Motivation: Precision medicine fucuses on using cells directly from patients to characterize their phyisiopathology and try to find out potential therapies. Ethylmalonic encephalopathy (EE) is a serious metabolic disorder that usually appears in early childhood development and primarily effects are seen in the brain, gastrointestinal tract, and peripheral vessels. This disease is usually progressive and fatal. EE is characterized by high levels of acidic compounds in body fluids. Another feature of the disease is that the activity of mitochonddrial complex IV is usually decreased, which limits energy production in tissues that require a large energy supply such as neuronal and muscle tissues. The main common point of all the metabolic alterations related to EE is that a mitochondrial sulfur dyoxigenase named ETHE1 is altered, what leads to accumulation of H2S due to its deficient elimination. Methods: In this work, fibroblasts of a patient that suffers from ethylmalonic encephalopathy are used in order to characterize the physiopathology. These cells are used in various experimental assays with the purpose of knowing the metabolic pathways that are affected, such as sulfur detoxification through ETHE1 and other alterations induced by the accumulation of H2S such as complex IV function and high concentrations of organic short-chain acids such as ethylmalonic acid.
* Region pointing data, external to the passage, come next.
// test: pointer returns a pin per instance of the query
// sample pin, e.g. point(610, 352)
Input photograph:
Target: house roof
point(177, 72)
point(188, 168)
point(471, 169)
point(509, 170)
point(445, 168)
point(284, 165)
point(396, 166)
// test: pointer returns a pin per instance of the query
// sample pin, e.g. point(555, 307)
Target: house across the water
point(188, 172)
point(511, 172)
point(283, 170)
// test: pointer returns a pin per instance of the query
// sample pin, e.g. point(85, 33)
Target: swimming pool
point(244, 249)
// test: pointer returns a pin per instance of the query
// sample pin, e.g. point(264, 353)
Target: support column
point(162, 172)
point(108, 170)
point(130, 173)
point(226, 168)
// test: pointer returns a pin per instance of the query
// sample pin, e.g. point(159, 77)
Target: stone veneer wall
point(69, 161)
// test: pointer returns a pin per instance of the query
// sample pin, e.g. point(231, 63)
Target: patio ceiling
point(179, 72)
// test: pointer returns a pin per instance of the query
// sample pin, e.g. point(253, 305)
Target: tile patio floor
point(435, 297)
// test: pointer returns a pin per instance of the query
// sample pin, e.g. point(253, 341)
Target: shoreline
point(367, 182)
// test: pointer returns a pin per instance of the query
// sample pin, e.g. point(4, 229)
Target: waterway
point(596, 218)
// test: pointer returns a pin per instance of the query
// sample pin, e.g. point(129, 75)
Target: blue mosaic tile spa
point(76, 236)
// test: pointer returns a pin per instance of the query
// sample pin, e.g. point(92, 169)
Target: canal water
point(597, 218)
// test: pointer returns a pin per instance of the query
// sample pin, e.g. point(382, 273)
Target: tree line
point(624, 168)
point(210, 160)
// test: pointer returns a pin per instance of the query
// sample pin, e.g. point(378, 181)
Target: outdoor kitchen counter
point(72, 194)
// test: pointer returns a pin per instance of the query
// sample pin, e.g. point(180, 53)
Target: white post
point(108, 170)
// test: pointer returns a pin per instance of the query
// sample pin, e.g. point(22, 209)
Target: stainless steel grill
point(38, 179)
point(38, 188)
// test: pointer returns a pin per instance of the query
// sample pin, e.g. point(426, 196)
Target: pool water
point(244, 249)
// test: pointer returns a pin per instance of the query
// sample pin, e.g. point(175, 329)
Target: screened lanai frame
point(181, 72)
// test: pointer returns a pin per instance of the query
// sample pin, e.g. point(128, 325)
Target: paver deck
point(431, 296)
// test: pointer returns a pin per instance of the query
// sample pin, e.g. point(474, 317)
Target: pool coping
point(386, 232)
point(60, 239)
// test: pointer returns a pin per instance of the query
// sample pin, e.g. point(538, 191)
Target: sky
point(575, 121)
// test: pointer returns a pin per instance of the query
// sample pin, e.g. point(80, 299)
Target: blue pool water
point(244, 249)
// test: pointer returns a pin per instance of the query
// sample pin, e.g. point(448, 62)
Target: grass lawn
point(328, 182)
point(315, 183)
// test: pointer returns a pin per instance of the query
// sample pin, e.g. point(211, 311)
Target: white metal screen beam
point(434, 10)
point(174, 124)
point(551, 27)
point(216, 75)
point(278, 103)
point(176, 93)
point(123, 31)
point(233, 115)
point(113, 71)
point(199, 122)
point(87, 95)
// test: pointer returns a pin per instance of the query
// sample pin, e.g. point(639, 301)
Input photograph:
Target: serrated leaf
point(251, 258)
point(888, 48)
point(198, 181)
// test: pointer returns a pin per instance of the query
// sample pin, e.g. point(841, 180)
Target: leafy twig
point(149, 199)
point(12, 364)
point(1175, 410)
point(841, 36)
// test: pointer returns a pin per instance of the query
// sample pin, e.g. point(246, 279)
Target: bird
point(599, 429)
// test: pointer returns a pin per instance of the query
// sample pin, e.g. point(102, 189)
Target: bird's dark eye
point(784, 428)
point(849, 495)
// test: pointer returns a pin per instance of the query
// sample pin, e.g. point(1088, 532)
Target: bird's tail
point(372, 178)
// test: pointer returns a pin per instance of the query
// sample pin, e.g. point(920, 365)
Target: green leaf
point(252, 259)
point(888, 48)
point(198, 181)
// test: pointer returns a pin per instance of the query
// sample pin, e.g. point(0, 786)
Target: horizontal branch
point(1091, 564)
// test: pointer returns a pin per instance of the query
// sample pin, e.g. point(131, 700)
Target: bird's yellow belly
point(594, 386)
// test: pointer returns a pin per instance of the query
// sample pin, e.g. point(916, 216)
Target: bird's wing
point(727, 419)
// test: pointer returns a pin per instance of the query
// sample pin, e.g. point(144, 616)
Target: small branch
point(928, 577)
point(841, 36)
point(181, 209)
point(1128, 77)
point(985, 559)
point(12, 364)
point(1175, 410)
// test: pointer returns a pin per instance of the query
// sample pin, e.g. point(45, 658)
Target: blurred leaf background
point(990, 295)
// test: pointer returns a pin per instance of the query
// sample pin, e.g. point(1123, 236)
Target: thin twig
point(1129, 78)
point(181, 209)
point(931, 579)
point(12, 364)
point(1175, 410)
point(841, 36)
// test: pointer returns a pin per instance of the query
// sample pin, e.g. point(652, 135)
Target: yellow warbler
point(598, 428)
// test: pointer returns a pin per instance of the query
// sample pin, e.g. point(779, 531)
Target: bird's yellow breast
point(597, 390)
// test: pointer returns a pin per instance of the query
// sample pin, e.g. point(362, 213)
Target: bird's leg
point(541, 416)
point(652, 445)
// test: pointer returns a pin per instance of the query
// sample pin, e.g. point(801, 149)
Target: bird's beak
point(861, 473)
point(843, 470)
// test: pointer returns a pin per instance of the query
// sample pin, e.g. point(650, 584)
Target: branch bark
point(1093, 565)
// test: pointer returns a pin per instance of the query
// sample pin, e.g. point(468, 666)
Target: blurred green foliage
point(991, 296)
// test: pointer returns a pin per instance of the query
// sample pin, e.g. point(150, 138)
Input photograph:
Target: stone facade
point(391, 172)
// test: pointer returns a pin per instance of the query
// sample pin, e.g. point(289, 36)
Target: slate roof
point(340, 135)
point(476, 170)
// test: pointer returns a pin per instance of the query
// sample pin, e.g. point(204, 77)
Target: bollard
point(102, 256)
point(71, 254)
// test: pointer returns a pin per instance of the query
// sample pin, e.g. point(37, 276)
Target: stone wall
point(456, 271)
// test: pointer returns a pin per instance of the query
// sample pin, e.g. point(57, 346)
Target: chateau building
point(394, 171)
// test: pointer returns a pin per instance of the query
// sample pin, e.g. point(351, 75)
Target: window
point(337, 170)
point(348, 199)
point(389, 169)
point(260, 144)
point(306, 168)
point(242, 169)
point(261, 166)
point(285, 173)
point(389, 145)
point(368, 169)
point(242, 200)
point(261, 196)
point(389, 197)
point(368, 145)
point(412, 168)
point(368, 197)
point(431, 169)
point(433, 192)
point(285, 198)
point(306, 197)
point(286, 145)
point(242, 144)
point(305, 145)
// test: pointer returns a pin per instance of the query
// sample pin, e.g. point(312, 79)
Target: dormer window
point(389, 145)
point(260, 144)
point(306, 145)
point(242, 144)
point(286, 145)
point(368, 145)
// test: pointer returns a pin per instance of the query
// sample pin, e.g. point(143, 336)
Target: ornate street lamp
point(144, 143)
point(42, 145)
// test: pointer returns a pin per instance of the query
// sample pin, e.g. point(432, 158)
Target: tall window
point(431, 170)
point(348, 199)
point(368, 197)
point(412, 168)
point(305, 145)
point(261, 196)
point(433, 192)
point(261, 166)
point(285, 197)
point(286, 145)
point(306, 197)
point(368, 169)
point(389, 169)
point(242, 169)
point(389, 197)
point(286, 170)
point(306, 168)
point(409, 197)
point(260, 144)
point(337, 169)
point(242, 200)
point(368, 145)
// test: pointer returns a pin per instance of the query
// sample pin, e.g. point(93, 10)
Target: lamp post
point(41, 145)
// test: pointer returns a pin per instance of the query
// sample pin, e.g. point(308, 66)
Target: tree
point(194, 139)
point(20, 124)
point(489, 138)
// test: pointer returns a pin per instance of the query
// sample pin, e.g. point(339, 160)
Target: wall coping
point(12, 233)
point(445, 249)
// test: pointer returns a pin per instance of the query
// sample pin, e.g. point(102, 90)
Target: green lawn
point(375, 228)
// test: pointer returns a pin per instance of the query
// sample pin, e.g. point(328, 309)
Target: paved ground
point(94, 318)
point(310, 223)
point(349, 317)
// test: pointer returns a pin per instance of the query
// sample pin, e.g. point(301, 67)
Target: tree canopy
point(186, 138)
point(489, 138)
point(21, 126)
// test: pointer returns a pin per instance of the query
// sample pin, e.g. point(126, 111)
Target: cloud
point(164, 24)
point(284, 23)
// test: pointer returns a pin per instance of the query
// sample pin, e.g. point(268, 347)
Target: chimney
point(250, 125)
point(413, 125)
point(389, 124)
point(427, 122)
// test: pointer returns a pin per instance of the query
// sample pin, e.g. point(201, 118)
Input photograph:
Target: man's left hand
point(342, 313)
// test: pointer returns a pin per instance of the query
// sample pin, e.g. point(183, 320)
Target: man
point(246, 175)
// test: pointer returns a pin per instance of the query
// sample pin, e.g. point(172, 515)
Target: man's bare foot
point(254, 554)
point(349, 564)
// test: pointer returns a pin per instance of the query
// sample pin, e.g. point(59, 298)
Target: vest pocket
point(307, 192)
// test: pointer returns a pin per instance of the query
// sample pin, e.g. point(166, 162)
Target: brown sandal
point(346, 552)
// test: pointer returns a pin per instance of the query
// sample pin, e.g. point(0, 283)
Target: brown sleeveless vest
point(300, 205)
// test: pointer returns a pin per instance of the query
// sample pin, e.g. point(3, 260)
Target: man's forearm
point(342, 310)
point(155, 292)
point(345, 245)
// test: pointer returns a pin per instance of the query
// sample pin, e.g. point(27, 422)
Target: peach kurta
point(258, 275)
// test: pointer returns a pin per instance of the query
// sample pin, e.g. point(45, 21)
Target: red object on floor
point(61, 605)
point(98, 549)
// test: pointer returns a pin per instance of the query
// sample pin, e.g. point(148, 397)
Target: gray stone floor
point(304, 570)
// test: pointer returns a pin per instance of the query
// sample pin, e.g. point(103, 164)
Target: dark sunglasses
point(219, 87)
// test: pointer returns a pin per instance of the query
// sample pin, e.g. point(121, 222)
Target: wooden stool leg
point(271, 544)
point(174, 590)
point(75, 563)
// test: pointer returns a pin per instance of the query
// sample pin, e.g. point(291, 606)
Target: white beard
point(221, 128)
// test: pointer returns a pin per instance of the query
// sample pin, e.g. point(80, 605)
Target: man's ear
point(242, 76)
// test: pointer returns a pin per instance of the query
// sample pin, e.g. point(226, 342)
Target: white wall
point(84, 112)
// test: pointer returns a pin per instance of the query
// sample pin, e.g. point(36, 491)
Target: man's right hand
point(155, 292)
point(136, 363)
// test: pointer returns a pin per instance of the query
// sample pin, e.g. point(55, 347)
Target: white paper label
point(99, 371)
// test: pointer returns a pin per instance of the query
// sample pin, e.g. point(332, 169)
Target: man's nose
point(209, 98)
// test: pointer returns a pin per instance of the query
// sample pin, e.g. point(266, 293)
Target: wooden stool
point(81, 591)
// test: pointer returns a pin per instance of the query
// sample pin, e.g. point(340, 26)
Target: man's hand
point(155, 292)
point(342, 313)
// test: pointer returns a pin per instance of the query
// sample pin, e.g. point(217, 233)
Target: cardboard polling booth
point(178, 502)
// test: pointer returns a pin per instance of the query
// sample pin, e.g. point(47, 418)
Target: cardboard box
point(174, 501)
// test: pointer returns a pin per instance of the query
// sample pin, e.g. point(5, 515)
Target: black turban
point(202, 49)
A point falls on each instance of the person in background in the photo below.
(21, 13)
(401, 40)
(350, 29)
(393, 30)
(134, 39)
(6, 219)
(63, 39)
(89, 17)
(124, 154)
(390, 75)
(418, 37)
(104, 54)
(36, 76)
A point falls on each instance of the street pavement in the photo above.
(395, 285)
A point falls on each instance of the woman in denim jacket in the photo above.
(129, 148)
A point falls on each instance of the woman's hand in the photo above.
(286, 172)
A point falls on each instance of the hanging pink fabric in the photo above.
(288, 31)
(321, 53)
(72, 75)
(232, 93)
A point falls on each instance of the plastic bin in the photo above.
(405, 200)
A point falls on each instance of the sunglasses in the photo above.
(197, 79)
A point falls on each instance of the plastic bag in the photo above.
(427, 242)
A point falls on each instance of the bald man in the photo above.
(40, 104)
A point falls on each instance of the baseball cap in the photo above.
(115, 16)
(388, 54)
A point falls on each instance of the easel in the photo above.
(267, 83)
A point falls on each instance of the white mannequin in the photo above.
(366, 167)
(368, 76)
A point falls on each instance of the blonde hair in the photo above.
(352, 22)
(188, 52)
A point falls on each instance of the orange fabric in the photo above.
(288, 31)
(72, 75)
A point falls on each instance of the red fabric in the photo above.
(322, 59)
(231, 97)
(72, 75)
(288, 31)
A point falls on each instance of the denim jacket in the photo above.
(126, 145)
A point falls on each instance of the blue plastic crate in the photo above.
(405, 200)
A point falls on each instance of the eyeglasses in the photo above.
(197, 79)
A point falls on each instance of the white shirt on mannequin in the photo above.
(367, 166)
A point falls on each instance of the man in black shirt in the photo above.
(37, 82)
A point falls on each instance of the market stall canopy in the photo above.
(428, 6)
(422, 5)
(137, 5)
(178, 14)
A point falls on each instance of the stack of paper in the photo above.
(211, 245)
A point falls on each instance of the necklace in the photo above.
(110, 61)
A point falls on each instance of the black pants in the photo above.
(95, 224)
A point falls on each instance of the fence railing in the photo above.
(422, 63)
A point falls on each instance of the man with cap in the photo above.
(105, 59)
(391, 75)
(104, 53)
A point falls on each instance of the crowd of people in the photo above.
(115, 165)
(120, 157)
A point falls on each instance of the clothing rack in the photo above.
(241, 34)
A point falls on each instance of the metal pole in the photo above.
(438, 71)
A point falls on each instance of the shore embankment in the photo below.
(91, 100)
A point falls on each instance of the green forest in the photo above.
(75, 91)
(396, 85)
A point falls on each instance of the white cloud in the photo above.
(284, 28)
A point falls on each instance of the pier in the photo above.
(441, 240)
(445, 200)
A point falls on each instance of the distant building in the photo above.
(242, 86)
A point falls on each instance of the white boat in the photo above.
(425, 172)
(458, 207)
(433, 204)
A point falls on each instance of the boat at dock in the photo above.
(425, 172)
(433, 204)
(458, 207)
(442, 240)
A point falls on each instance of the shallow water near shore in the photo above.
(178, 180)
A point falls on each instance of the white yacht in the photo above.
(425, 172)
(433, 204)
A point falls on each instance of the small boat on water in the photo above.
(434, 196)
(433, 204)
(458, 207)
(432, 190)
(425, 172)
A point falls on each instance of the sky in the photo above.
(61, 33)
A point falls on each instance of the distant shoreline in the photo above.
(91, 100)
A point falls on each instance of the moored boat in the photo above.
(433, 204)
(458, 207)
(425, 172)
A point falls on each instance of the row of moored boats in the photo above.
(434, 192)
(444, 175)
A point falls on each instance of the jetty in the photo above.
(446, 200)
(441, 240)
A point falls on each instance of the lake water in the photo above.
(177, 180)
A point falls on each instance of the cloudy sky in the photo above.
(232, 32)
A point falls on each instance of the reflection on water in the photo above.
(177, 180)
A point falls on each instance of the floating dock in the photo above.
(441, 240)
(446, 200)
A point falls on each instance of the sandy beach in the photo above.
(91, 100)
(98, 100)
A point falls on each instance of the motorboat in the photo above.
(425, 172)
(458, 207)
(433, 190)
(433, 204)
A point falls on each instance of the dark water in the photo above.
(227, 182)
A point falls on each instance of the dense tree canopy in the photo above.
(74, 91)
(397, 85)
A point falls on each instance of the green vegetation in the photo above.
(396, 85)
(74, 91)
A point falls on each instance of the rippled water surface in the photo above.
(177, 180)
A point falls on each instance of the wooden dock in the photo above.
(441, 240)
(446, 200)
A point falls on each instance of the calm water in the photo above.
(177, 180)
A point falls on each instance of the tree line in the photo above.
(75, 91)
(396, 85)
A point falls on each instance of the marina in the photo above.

Some of these assays are Western blots in order to know the expression levels of mitochondrial proteins, respiratory complexes activity, intracellular sulfur concentration and, finally, pharmacological screenings with the goal of identifying positive compounds. Results: We found that ETHE1 has lower expression levels in the patient compared to control. Complex IV subunits are not uniformally expressed, some subunits are downregulated while others are up-regulated. We also found some compounds that seem to improve complex IV activity in patient`s cells. Conclusions: Fibroblast cell cultures derived from patients are interesting cellular models for both disease modelling and pharmacological screenings but it is neccesary further studies to confirm the results and to clarify the mechanism of action of the positive compounds and their use as medical therapies.